Now Makeda’s expression crumpled too. Her eyes filled with tears and she buried her weeping face in his shoulder.

An hour later Maravan had calmed down enough for them to allow him to leave.

‘We’ll speak about stopping another time,’ Andrea said at her front door.

‘There’s nothing more to say.’

‘At least that solves the Dalmann problem,’ Makeda remarked.

‘What problem?’

‘Dalmann wanted a Love Menu,’ Andrea explained, ‘with Makeda. At his house.’

Maravan left. But on the landing he turned round again and came back. ‘After Dalmann, I’m stopping.’

47

‘If someone meets an unnatural death, their restless soul has no peace and forever haunts our world as a ghost.’

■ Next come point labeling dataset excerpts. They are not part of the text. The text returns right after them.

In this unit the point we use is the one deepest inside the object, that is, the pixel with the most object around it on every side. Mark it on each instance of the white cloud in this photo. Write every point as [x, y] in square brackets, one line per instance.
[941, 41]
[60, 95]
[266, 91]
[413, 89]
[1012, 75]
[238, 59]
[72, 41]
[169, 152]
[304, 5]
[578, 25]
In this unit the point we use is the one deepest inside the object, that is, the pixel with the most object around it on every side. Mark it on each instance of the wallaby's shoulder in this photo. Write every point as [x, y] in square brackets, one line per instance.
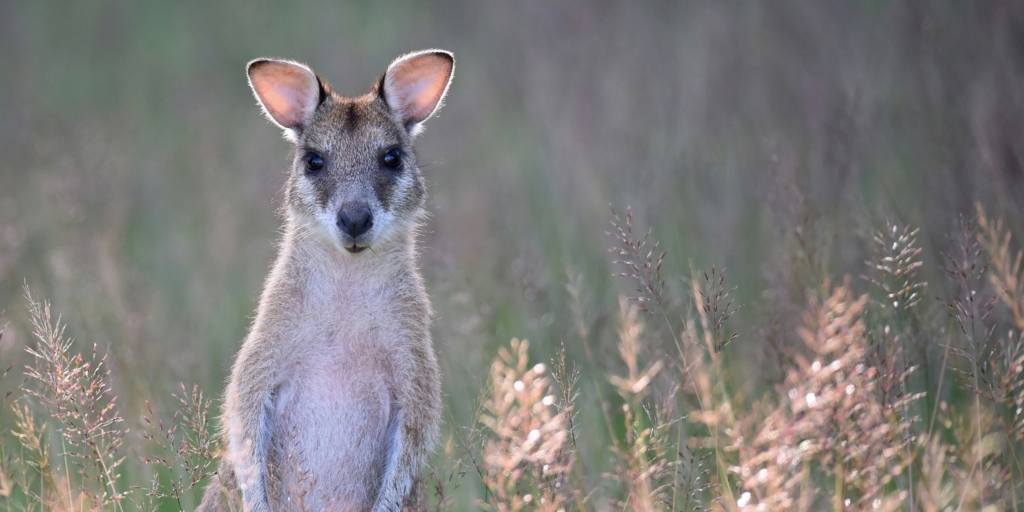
[336, 390]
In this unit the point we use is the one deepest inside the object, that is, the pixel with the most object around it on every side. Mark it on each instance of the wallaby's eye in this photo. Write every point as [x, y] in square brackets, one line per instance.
[313, 162]
[392, 159]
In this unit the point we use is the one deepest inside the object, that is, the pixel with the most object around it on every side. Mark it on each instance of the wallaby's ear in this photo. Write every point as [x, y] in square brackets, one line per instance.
[415, 86]
[289, 91]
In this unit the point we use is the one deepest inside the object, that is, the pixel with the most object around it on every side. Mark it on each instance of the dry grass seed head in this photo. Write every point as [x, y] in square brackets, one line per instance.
[524, 459]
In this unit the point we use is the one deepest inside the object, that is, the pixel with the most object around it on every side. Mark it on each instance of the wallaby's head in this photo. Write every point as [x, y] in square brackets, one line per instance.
[354, 181]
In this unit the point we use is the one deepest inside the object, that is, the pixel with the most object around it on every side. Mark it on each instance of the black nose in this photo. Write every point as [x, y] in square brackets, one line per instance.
[355, 219]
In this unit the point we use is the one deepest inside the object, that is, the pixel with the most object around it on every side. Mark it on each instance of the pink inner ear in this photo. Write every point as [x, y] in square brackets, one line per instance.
[416, 86]
[288, 92]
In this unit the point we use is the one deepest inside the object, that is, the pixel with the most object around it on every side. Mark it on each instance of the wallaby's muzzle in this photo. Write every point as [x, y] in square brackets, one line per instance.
[354, 219]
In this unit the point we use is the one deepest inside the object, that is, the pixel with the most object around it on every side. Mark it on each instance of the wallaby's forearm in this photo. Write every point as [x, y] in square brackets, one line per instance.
[247, 410]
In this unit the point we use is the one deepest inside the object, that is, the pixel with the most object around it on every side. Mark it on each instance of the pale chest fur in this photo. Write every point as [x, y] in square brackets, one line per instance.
[356, 333]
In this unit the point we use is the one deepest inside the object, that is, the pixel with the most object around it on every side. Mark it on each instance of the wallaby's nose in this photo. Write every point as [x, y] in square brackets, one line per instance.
[355, 219]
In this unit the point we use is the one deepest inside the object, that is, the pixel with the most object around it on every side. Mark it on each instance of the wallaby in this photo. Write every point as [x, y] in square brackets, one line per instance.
[335, 399]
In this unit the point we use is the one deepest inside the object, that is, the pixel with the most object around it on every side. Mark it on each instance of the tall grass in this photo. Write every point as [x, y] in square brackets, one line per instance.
[848, 426]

‘Do you believe that?’ Sandana asked.

They had arrived at the highest point in the city reachable by tram and from there gone for a walk in the nearby woods. It was cold and there was snow at 800 metres. Maravan had hoped to find snow, because ever since his winter walk in the Engadin Valley he would sometimes long for that white silence. But everything was green or brown. It was only when the wind tore open the high layer of fog that he caught a glimpse of the shimmering white hills and woods.

‘That’s what I was taught. I never doubted our religion. I don’t know anybody who does.’

‘I do. If you grow up here you learn to have your doubts.’

With her quilted coat Sandana was wearing a pink woolly hat pulled down tight over her head. It made her look like a child. This impression was reinforced by the fact that, despite the seriousness of the subject they were discussing, she kept on opening her mouth wide to exhale, gazing in fascination at the cloud of steam.

Maravan thought about it. ‘Must be difficult.’

‘Having doubts?’

He nodded.

‘Believing isn’t easy either.’

An elderly couple were coming the other way. The woman had been nagging the man, but now went quiet. Maravan and Sandana interrupted their conversation as well. As they passed each other, all four of them said ‘Grüezi’, according to the unwritten law of forest walkers.

They came to a fork. Without wavering Maravan plumped for the path that went upwards, towards the snow.

They continued walking at the same pace. The effort increased the gaps, first between sentences, then between individual words.

‘Everyone says the war will be over soon.’

‘Let’s hope so,’ Maravan sighed.

‘Lost,’ she added.

‘But over at least.’

‘Will you go back?’

Maravan stopped. ‘In the past I was sure I would. But now, without Nangay and Ulagu… What about you?’

‘Back? I’m from here.’

The path led to a clearing, curving slightly. When they reached the middle, they suddenly saw a deer on the path. Terrified, it turned its head towards them, then ran away. It stopped, absolutely still, at the highest point of the slope and looked down at them.

‘Ulagu, maybe,’ Sandana said.

He looked at her in astonishment and saw she was smiling. He put his hands together in front of his face and bowed towards the deer. Sandana copied him.

Snow was now starting to fall from the white sky above the clearing.